Заложные покойники

pred08_002-4618020

Синие огоньки

  Ехали два мужика с ярмарки, и выпало им заночевать в чистом поле: лошадь у одного начала прихрамывать, не успели до темноты к постоялому двору. Ну что же, на дворе ясный вечер, разожгли костерок, сварили кулешок, повечеряли — и легли спать — каждый на своем возу.

  И снится Митрохе, будто он снова сделался малым мальцом. Матушка печет на день Сорока Мучеников жаворонков из теста, а он, Митроха, вместе с другими ребятишками на солнечном припеке веснянку поет:

Солнышко, появись,
Красное, покажись!

  А кто-то из его приятелей не в лад гнусит, да таким тонюсеньким, таким противненьким голосочком, что Митроха не выдержал и проснулся, вспомнив при этом, что пел так его старинный приятель Федька.
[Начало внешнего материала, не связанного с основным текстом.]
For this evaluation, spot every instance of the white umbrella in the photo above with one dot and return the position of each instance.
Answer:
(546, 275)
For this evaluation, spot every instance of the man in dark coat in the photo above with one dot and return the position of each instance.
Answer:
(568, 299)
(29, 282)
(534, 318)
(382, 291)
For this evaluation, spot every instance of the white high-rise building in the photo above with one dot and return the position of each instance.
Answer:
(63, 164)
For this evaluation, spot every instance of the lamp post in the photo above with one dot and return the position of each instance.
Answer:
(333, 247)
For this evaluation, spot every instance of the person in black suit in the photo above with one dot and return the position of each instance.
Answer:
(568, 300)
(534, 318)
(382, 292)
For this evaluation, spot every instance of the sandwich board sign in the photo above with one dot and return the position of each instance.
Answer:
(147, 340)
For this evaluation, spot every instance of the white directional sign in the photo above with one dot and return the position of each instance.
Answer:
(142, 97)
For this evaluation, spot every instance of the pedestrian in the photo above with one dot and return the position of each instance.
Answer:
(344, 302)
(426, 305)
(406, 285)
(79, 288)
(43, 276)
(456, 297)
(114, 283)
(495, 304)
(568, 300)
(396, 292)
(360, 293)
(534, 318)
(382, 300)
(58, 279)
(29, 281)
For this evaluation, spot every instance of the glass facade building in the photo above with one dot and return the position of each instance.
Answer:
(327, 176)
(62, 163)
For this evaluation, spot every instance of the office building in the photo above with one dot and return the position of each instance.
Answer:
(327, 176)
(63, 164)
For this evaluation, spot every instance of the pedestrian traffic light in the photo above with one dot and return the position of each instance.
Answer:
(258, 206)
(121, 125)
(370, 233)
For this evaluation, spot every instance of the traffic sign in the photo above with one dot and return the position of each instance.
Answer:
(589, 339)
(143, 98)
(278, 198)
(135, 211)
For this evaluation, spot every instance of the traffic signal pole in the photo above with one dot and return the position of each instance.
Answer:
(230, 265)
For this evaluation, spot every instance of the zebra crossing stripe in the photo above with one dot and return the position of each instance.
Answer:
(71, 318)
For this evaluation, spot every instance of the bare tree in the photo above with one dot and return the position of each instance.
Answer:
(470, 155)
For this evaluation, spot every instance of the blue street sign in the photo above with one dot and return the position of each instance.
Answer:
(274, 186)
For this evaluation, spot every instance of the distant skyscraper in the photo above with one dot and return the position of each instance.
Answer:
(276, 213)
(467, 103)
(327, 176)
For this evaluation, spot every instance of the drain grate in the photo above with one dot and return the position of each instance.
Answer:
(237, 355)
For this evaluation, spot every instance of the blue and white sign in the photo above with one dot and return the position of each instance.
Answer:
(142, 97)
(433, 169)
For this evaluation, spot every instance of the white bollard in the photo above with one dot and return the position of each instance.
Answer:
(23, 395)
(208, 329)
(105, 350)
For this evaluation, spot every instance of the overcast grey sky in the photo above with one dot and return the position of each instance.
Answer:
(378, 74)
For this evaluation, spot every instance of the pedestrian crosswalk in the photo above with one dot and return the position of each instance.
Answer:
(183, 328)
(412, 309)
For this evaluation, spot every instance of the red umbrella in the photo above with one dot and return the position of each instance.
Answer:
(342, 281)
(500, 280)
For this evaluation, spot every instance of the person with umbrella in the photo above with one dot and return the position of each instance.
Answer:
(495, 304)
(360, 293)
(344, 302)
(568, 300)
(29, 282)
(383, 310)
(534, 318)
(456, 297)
Нарочно пел — чтобы других позлить. Был парнишка оторви да брось, а когда подрос, пошел по дурной дорожке. Никто не знал, куда он подевался, жив, нет ли.
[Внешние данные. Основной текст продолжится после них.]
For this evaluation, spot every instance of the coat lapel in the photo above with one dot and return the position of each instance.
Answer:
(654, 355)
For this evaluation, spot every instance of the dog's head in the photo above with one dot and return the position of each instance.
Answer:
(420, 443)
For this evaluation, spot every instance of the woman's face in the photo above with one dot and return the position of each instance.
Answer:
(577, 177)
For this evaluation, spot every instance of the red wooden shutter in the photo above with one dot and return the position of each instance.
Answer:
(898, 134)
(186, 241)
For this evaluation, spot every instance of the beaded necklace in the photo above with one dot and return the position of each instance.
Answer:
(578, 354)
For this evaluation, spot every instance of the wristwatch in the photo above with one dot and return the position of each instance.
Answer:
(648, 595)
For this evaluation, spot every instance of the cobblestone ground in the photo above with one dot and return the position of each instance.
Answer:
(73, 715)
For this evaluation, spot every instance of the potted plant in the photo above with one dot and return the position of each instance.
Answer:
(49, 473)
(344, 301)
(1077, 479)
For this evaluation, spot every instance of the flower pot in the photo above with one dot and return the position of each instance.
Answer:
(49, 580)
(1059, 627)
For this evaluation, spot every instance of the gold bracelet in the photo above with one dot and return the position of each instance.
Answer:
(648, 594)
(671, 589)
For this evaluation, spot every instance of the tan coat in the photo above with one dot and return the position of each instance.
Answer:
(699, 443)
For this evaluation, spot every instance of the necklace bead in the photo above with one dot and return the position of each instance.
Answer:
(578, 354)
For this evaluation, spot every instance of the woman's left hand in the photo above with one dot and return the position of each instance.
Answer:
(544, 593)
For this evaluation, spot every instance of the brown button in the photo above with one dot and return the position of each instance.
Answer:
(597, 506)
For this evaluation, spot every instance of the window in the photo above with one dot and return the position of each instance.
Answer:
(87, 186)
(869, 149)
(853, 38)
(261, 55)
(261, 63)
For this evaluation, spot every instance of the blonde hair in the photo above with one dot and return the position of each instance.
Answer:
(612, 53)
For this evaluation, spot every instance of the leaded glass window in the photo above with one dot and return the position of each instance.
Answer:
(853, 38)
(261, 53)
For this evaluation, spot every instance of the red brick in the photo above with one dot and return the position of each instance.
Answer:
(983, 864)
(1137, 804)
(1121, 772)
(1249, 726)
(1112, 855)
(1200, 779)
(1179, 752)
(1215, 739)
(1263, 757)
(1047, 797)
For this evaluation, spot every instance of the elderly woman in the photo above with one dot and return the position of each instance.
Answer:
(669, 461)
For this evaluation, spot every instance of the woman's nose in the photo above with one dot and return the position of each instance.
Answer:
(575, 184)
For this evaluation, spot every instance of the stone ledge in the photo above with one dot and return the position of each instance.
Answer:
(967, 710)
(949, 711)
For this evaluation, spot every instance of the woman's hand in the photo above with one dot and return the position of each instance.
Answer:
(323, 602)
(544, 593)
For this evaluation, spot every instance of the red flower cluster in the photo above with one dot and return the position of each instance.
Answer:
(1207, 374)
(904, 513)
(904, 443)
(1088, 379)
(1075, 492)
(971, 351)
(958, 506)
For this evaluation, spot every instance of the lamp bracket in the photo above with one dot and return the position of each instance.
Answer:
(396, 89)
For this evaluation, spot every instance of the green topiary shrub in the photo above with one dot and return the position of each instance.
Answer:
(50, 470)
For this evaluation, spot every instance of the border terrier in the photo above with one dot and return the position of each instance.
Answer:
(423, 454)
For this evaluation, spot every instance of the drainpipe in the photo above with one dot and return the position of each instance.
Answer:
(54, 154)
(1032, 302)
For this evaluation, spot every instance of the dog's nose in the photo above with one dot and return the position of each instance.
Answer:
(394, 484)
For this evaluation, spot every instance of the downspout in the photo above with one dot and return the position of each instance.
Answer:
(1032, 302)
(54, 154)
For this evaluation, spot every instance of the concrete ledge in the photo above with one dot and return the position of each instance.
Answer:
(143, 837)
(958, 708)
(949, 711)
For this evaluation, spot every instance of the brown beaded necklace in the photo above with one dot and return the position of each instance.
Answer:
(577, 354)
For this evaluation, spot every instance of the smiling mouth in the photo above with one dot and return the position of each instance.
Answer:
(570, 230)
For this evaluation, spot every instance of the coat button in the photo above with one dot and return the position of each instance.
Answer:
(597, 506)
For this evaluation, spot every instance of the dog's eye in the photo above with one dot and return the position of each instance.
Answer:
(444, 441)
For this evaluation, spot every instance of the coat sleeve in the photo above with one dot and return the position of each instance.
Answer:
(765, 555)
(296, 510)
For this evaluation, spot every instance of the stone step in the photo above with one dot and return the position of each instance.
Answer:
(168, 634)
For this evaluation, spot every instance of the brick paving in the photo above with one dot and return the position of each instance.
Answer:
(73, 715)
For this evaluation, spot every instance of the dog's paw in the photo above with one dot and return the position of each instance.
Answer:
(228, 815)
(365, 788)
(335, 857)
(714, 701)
  Что такое? Митроха уже не спит, а голосочек противненький не утих, все звучит:

Солнышко, появись,
Красное, покажись!

  Приподнялся Митроха над краем телеги — да и обмер: невдалеке играют-мятутся синенькие огонечки. Чудится, будто толпа людей мельтешит туда-сюда, и у каждого в руке синяя свечечка. Смекнул Митроха, что видит он перед собой блудячие огни. Всем известно, огни эти — души усопших: удавленников, умерших не своей смертью, погибших от запоя. Поднял он руку — осенить себя крестным знамением, да и слышит чей-то голос:

  — Погоди, Митроха…

  Голос тихий, звучит словно бы издалека, но при этом почудилось Митрохе, будто ему в самое ухо кто-то шепчет. И холодным дыханием овеяло затылок — ну словно сзади кто-то стоит и дышит. Дернулся он — обернуться, да тот, неведомый, опять шепчет:

  — Нет, не оглядывайся…

  — Кто тут? — ни жив ни мертв прохрипел Митроха, и едва не рухнул бездыханный, когда услышал:

  — Я, Федька… Христом-богом прошу тебя, старый приятель, упокой мою душеньку. И не только мою. Поставьте святой Христов крест над нами, тогда обретем мы покой. Слышишь? По старой дружбе прошу и ради твоей бессмертной души.

  И шепот утих — только чуть слышный шелест за спиной послышался. А синие огоньки в тот же миг погасли.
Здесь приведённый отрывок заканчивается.